What I have done to debug, is for example with the above message:
grep -i "2ed5w48kfai8g96c782hulc2z" varnishncsa.log > /tmp/log.txt
to get all the entries I would think it could be complaining about, and pasting the whole lot into the matcher at http://grokconstructor.appspot.com/ and every message matches, so I am very confused.

I'm using Elasticsearch and filebeat 5.3.1, and very happy to upgrade to 5.4, I just didn't see any changes about this in the release notes.

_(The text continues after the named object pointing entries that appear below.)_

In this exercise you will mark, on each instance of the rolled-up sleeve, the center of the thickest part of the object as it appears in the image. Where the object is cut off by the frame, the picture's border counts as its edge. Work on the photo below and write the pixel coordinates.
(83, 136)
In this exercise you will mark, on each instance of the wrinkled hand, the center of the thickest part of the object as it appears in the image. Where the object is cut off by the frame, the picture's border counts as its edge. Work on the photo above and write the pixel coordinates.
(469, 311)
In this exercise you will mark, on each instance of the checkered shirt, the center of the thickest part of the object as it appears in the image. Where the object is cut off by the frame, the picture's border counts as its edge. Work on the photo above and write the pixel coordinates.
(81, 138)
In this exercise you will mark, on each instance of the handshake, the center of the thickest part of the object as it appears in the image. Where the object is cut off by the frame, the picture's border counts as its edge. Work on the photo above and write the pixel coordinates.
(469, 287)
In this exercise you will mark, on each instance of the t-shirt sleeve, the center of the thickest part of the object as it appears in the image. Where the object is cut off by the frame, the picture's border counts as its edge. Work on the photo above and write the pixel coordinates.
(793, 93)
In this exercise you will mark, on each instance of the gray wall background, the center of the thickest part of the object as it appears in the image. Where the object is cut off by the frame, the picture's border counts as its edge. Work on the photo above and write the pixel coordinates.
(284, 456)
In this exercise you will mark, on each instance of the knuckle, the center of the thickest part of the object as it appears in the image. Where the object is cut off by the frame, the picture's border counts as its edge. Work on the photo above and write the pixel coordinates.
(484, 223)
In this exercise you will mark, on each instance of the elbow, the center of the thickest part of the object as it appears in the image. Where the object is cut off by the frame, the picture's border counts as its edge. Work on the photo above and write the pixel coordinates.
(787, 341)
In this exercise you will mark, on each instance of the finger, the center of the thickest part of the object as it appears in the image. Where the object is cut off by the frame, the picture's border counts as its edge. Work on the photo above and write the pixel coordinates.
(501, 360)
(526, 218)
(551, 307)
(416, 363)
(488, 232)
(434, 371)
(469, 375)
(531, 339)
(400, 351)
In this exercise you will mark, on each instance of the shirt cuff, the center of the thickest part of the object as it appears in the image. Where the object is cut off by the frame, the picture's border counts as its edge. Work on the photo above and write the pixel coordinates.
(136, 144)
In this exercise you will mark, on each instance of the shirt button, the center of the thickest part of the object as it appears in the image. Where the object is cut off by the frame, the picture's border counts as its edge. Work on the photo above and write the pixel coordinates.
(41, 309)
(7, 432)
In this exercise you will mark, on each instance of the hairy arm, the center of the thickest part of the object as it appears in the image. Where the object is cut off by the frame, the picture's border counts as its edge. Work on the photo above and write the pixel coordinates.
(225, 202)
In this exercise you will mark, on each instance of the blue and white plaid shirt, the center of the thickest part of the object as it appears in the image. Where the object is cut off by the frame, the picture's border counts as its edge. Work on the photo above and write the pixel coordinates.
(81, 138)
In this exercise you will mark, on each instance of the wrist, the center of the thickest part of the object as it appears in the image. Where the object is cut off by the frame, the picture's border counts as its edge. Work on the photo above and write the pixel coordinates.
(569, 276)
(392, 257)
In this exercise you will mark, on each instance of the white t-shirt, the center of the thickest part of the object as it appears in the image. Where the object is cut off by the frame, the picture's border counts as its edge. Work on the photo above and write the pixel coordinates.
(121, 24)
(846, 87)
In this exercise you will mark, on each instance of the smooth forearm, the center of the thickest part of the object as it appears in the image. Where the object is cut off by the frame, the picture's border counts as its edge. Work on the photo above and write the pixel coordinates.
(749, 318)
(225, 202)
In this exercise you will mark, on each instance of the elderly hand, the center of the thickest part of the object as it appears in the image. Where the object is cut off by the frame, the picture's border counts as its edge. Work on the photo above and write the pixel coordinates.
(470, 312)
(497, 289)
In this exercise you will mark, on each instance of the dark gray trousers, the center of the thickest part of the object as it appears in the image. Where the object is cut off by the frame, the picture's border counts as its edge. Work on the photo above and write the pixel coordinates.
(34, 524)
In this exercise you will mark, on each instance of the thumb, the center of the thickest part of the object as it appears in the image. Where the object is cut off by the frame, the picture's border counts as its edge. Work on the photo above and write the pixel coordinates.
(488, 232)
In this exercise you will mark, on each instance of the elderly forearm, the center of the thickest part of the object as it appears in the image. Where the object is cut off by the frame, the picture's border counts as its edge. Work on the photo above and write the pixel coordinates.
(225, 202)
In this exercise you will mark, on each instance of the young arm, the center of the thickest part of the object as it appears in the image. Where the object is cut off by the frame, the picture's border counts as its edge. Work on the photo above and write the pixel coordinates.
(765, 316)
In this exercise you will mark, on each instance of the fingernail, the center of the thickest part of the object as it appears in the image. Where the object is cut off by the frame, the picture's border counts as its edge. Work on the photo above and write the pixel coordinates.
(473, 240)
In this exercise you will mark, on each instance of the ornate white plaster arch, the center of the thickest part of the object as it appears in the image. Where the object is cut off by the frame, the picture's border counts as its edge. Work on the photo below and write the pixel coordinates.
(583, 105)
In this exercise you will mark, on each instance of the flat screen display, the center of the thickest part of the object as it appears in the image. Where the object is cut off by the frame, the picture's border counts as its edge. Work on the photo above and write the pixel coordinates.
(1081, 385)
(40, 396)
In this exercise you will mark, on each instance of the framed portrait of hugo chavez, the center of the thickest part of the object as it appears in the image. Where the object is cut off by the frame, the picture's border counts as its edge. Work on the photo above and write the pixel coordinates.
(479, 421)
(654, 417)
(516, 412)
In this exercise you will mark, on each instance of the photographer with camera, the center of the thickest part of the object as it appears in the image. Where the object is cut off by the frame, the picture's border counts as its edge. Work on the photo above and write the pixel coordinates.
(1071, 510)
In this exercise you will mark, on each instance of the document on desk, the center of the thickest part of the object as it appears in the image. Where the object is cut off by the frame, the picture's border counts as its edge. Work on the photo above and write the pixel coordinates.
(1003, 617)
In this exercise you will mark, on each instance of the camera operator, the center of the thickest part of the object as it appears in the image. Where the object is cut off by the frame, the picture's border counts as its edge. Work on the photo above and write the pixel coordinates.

If anyone has any ideas, I would be very grateful!


(ruflin) #2

By simulate API I assume you mean this one here? https://www.elastic.co/guide/en/elasticsearch/reference/master/simulate-pipeline-api.html

So you used the exact line(s) that were failing with the simulate API and it worked, but when sending it from FB it doesn't? Just to make sure we talk about the same thing.


(jmd) #3

Yes, thanks for getting back to me.
This is now working properly. I slept on it and tried again this morning. It turns out I needed to have \[{HTTPDATE:timestamp}\] rather than [%{HTTPDATE:timestamp}]. However I'm still confused as to why it worked with the simulate API but not in filebeat.
Never mind, thanks again!


(ruflin) #4

Glad to hear it works now. Not sure about the difference but sounds like escaping issue which are different. Did you send the data through the same tool for both things?


(system) #5

This topic was automatically closed 28 days after the last reply. New replies are no longer allowed.